Может быть, насчет писательства Мирсаид и присочинил нынче, изображая себя чуть ли не пророком, но детали общего детства он помнит отчетливо. «Мы вместе пошли в 203-ю школу, рядом с кинотеатром „Спартак“. И он пошел в первый класс в длинных брюках. Это была заслуга его матери. Мария Моисеевна была бухгалтером, но подрабатывала шитьем. Я часто видел ее за швейной машинкой, когда приходил к Бродским. И она сшила ему пару длинных черных брюк, в которых он и ходил. А мне отец привез тогда из Германии короткие „тирольские“ штаны, которые зимой надо было носить с чулками. Как я ненавидел эти штаны, эти чулки, и как я завидовал Осе!.. (Такие детали не придумаешь! — В. Б.)

Мы шатались по городу. Я уже переехал на Мичуринскую улицу, а все равно встречались. Могли просто встать посреди двора и разговаривать. Иногда ходили в Дом офицеров, в школьный зал публичной библиотеки. Там тоже разговаривали, иногда спорили. Часто ходили в кино. Тогда в „Спартаке“ показывали трофейные фильмы. Одни названия чего стоят — „В сетях шпионажа“, „Девушка моей мечты“… Я не ходил на фильмы „про любовь“. Смотрел только про войну. А Ося смотрел и про любовь. Ему, например, понравился фильм „Дорога на эшафот“ (о Марии Стюарт). Его взволновала там тема любви и преданности. Потом он даже написал цикл „Двадцать сонетов к Марии Стюарт“, посвященный этой картине. Кстати, я составил список фильмов, которые мы смотрели с Бродским в разные годы: с сорок седьмого по семидесятый… Среди этих картин столько бесспорных шедевров…»

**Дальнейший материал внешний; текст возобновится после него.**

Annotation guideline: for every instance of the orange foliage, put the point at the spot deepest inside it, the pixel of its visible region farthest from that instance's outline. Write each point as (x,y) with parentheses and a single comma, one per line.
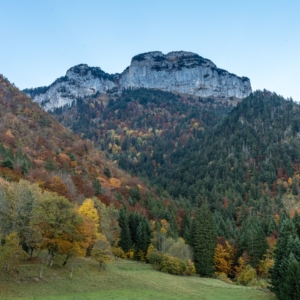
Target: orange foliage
(56,185)
(115,182)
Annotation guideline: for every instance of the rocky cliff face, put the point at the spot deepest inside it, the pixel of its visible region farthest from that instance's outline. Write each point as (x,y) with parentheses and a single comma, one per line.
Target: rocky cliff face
(183,72)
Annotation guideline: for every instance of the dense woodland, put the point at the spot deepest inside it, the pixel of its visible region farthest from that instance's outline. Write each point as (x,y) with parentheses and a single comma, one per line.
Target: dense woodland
(218,195)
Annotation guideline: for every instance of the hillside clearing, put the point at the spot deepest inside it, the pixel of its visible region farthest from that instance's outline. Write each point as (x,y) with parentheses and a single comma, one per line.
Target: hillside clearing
(121,280)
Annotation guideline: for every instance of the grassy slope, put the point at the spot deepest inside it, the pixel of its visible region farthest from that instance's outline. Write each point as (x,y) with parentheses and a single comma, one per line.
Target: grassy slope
(121,280)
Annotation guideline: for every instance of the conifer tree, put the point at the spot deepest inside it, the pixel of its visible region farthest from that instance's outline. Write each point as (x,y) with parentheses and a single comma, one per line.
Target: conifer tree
(286,244)
(125,239)
(291,286)
(204,241)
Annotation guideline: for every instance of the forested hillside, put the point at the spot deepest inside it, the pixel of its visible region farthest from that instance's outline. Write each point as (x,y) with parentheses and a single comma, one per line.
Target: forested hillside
(219,183)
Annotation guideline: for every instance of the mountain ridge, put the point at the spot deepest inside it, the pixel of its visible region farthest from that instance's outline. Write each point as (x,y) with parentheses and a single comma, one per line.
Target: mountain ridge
(178,71)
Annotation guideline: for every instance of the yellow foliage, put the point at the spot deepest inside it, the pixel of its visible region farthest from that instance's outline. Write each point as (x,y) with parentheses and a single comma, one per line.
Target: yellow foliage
(118,252)
(240,267)
(88,209)
(165,225)
(74,164)
(247,275)
(149,250)
(130,254)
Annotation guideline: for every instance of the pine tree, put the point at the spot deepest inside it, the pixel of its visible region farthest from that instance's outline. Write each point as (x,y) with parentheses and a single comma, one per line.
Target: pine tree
(252,240)
(285,245)
(204,241)
(125,240)
(97,187)
(290,289)
(107,172)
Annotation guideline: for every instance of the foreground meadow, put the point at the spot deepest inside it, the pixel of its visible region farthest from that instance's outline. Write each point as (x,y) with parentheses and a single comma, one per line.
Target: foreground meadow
(121,280)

Иосиф запомнился Мирсаиду не только черными брюками, но и своей очаровательной рыжиной, которой ни у кого другого не было. Помнит он и начало увлечения стихами, где-то с седьмого класса, и даже его первые откровенно советские строчки: «Шагать до седьмого пота. Такая у нас работа». В 1955 году семья Бродских переехала в знаменитый дом Мурузи, где и образовались «полторы комнаты». Ося делился с другом Мирсой впечатлениями от книг, от встреч с поэтами. Рассказывал то о гениальном Глебе Горбовском, то о Жене Рейне. «Помню, мы сидим в эркере и рассматриваем репродукцию Модильяни, которую подарила Осе Оля Бродович. Рядом ходит Александр Иванович и ворчит — мол, сидят два идиота… И передавал слова, якобы сказанные ему Малевичем (а Александр Иванович был близко знаком с этим и другими художниками): „Я дурачу идиотов, поскольку это им жизненно необходимо“…»

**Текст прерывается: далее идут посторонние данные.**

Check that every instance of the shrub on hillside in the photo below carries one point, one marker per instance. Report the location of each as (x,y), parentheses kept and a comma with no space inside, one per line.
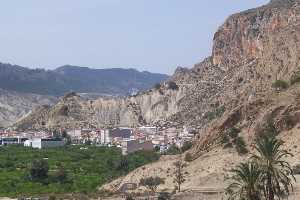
(296,169)
(172,85)
(280,84)
(232,139)
(186,146)
(240,146)
(295,78)
(157,86)
(217,113)
(188,157)
(173,150)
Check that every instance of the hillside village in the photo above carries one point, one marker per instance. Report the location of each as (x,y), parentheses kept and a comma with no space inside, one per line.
(128,139)
(226,108)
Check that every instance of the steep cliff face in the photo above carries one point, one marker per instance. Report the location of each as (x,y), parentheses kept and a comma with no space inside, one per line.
(233,88)
(251,50)
(73,111)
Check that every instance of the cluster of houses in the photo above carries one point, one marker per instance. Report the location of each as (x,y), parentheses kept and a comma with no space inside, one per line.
(128,139)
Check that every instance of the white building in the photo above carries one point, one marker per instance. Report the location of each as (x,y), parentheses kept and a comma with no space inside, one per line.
(41,143)
(105,137)
(130,146)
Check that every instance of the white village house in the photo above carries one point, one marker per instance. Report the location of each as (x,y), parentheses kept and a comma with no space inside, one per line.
(41,143)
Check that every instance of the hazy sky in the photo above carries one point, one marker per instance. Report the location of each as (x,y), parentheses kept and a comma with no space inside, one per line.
(153,35)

Очевидно, от отца и перенял юный Иосиф Бродский нелюбовь к крутому авангарду что в живописи, что в поэзии, так и остался до конца дней своих традиционалистом. От отца пошла и любовь к морю, к морскому Андреевскому флагу. «Когда я был ребенком, я много чего хотел. Во-первых, я хотел стать военным моряком или, скорее, летчиком. Но это отпало сразу, потому что по национальности я еврей. Евреям не разрешали летать на самолете. Потом я решил пойти в училище для моряков-подводников. Мой отец во время войны служил на флоте, и я был влюблен в морскую форму…»

В училище для моряков-подводников Иосиф Бродский и на самом деле пробовал поступить. В одних эмигрантских интервью он говорит, что не был принят из-за здоровья, в других ссылается на свое еврейство. Всё могло быть и так, и так. Но мне приходилось как журналисту плавать в северных морях на подводной лодке, и я заметил: среди офицеров-подводников было немало евреев. Для такой службы необходимы хорошо подготовленные люди, грамотные специалисты, и потому, насколько я понимаю, на «пятый пункт» особого внимания не обращали. А вот здоровье у Иосифа и на самом деле было слабовато. Да и рост — 172 сантиметра — великоват для подводника.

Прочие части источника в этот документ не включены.